Active for four and a half years, it was published weekly. The Provincial Freeman advocated equality, integration, and self-education for Black people in Canada and the United States. The paper's tone toward any stereotype of Uncle Tom's Cabin and white America generally was much more aggressively critical than many Blacks living in the North, including Frederick Douglass, allowed themselves to be.
It was co-edited by Mary Shadd Carey, the first Black woman publisher in North America, the first woman publisher in Canada, and the Rev. Samuel Ringgold Ward. It was published in Windsor (1853-1854), Toronto (1854-1855), and Chatham (1855-1857). At the time, there were an estimated 30,000 escaped slaves in Canada. Between 1850 and 1852, five to six thousand fugitive slaves entered Canada. From all accounts, The Provincial Freeman, with its unapologetic editorial policy and vivid descriptions of church activities, abolitionist groups, and the small business class, recording a history that would otherwise have been unavailable, was the community's most outstanding achievement.
Although plagued by subscription and management problems, frequently voiced by its editors, it reflected new people's problems, aspirations, and gratitude in a peculiar but friendly land. Unlike the later American papers, its editor and the board of directors were all Black. The newspaper was most explicit in its reasons for existence, claiming that it wanted to: represent the 40000 Negroes, freedmen, fugitives, wealthy and poor, who recently arrived in Canada; encourage "the right class" to enter Canada. And do this by publishing an account of the country and its advantages to develop in Canada a society to deny all assertions regarding the Negro's inability to live with others in a civilized society.
Negroes were among the first enrolled in the University of Toronto, and other Blacks were known to have attended the local Normal School. Cary disguised her gender and role by listing herself as a "publishing agent" with just her first two initials, a longtime publishing practice that some women continue to use.
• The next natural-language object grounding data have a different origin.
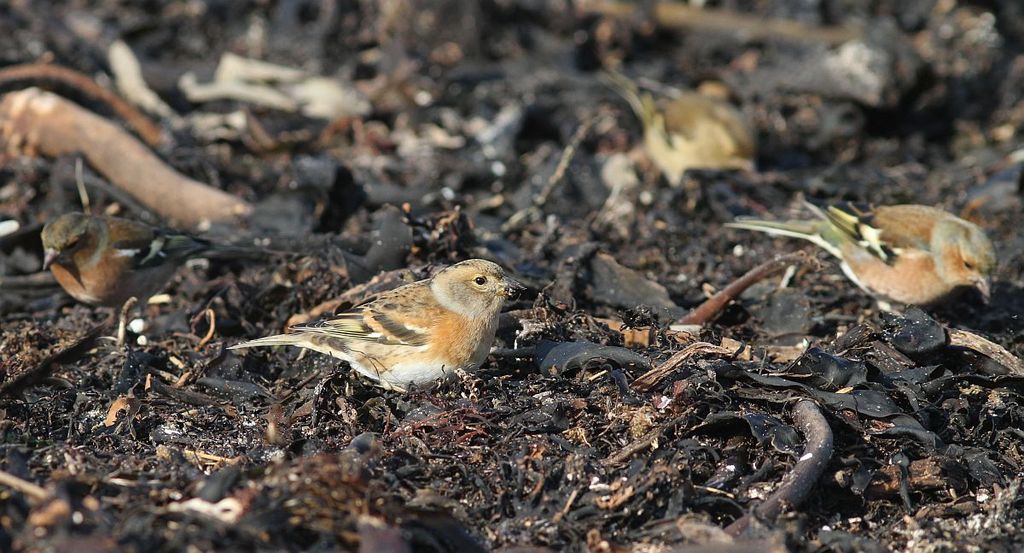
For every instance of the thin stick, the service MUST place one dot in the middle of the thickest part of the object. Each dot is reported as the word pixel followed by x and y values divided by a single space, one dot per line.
pixel 35 492
pixel 992 350
pixel 212 317
pixel 709 309
pixel 532 212
pixel 83 194
pixel 680 15
pixel 804 476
She wrote the articles and distributed the paper. When, in 1854, she finally dropped the men's names from the masthead, revealed herself, and hired her sister, Amelia, to help edit The Freeman, the public outrage was so great she had to resign the following year. Before leaving, she made this parting opinion on June 30, 1855: "To Colored women, we have a word—we have 'broken the Editorial ice,' whether willingly or not, for your class in America; so go to Editing, as many of you as are willing, and as soon as you may, if you think you are ready." The paper's last publication was September 20, 1857.